- Biosynthesis of fucoxanthin and diadinoxanthin and function of initial pathway genes in Phaeodactylum tricornutum (2012)
- The biosynthesis pathway to diadinoxanthin and fucoxanthin was elucidated in Phaeodactylum tricornutum by a combined approach involving metabolite analysis identification of gene function. For the initial steps leading to β-carotene, putative genes were selected from the genomic database and the function of several of them identified by genetic pathway complementation in Escherichia coli. They included genes encoding a phytoene synthase, a phytoene desaturase, a ζ-carotene desaturase, and a lycopene β-cyclase. Intermediates of the pathway beyond β-carotene, present in trace amounts, were separated by TLC and identified as violaxanthin and neoxanthin in the enriched fraction. Neoxanthin is a branching point for the synthesis of both diadinoxanthin and fucoxanthin and the mechanisms for their formation were proposed. A single isomerization of one of the allenic double bounds in neoxanthin yields diadinoxanhin. Two reactions, hydroxylation at C8 in combination with a keto-enol tautomerization and acetylation of the 3′-HO group results in the formation of fucoxanthin.
- Combined transcript, proteome, and metabolite analysis of transgenic maize seeds engineered for enhanced carotenoid synthesis reveals pleotropic effects in core metabolism (2015)
- The aim of this study was to assess whether endosperm-specific carotenoid biosynthesis influenced core metabolic processes in maize embryo and endosperm and how global seed metabolism adapted to this expanded biosynthetic capacity. Although enhancement of carotenoid biosynthesis was targeted to the endosperm of maize kernels, a concurrent up-regulation of sterol and fatty acid biosynthesis in the embryo was measured. Targeted terpenoid analysis, and non-targeted metabolomic, proteomic, and transcriptomic profiling revealed changes especially in carbohydrate metabolism in the transgenic line. In-depth analysis of the data, including changes of metabolite pools and increased enzyme and transcript concentrations, gave a first insight into the metabolic variation precipitated by the higher up-stream metabolite demand by the extended biosynthesis capacities for terpenoids and fatty acids. An integrative model is put forward to explain the metabolic regulation for the increased provision of terpenoid and fatty acid precursors, particularly glyceraldehyde 3-phosphate and pyruvate or acetyl-CoA from imported fructose and glucose.
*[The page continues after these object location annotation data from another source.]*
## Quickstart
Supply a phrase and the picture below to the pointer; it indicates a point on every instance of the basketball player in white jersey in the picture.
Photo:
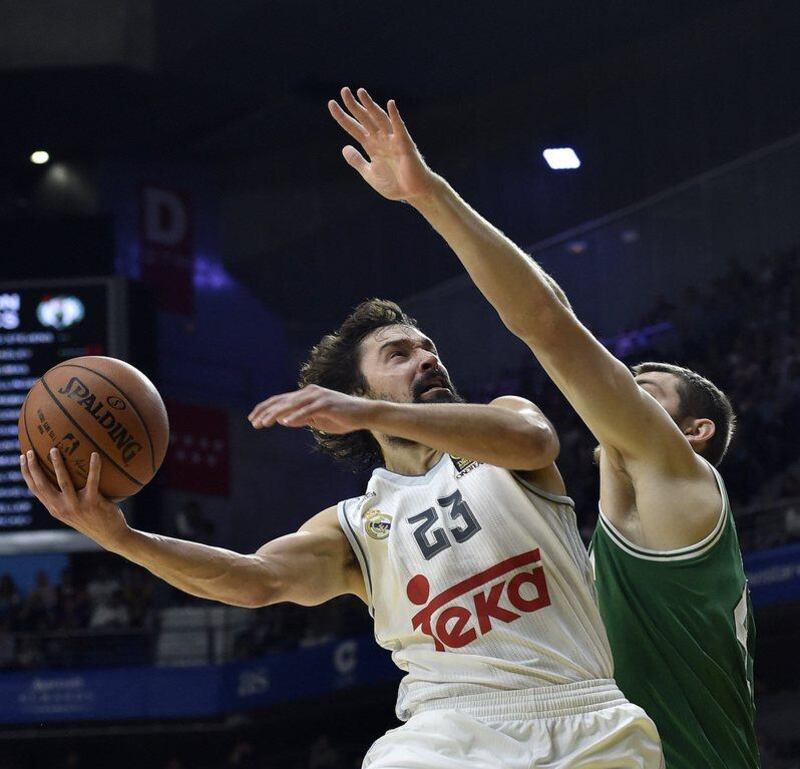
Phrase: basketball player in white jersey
(464, 547)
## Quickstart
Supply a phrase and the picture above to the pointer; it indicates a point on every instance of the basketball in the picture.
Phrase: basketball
(101, 404)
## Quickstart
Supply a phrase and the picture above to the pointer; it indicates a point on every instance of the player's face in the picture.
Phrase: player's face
(402, 365)
(663, 386)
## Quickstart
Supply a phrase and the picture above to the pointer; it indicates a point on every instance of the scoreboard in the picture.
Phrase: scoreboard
(43, 323)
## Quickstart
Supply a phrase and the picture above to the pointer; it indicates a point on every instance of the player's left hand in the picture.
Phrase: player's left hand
(395, 167)
(326, 410)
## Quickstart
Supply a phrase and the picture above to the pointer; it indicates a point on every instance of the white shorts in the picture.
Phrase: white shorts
(587, 725)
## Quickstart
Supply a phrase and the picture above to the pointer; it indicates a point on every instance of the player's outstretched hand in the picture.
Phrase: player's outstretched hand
(86, 510)
(395, 167)
(326, 410)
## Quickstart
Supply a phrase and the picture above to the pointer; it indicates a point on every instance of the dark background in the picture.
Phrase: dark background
(678, 237)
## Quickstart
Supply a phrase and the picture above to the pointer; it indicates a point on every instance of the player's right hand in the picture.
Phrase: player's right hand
(85, 510)
(395, 167)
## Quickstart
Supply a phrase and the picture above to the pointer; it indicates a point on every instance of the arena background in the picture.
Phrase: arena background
(192, 158)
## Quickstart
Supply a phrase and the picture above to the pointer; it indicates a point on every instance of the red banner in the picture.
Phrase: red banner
(197, 460)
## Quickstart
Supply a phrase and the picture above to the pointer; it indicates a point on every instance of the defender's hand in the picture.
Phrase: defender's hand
(86, 510)
(326, 410)
(395, 168)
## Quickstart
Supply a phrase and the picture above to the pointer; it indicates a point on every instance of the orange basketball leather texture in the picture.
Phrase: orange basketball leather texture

The model was supported by higher activities of fructokinase, glucose 6-phosphate isomerase, and fructose 1,6-bisphosphate aldolase indicating a higher flux through the glycolytic pathway. Although pyruvate and acetyl-CoA utilization was higher in the engineered line, pyruvate kinase activity was lower. A sufficient provision of both metabolites may be supported by a by-pass in a reaction sequence involving phosphoenolpyruvate carboxylase, malate dehydrogenase, and malic enzyme.
- The genome of the basal agaricomycete Xanthophyllomyces dendrorhous provides insights into the organization of its acetyl-CoA derived pathways and the evolution of Agaricomycotina (2015)
- Background: Xanthophyllomyces dendrorhous is a basal agaricomycete with uncertain taxonomic placement, known for its unique ability to produce astaxanthin, a carotenoid with antioxidant properties. It was the aim of this study to elucidate the organization of its CoA-derived pathways and to use the genomic information of X. dendrorhous for a phylogenomic investigation of the Basidiomycota. Results: The genome assembly of a haploid strain of Xanthophyllomyces dendrorhous revealed a genome of 19.50 Megabases with 6385 protein coding genes. Phylogenetic analyses were conducted including 48 fungal genomes. These revealed Ustilaginomycotina and Agaricomycotina as sister groups. In the latter a well-supported sister-group relationship of two major orders, Polyporales and Russulales, was inferred. Wallemia occupies a basal position within the Agaricomycotina and X. dendrorhous represents the basal lineage of the Tremellomycetes, highlighting that the typical tremelloid parenthesomes have either convergently evolved in Wallemia and the Tremellomycetes, or were lost in the Cystofilobasidiales lineage. A detailed characterization of the CoA-related pathways was done and all genes for fatty acid, sterol and carotenoid synthesis have been assigned. Conclusions: The current study ascertains that Wallemia with tremelloid parenthesomes is the most basal agaricomycotinous lineage and that Cystofilobasidiales without tremelloid parenthesomes are deeply rooted within Tremellomycetes, suggesting that parenthesomes at septal pores might be the core synapomorphy for the Agaricomycotina. Apart from evolutionary insights the genome sequence of X. dendrorhous will facilitate genetic pathway engineering for optimized astaxanthin or oxidative alcohol production.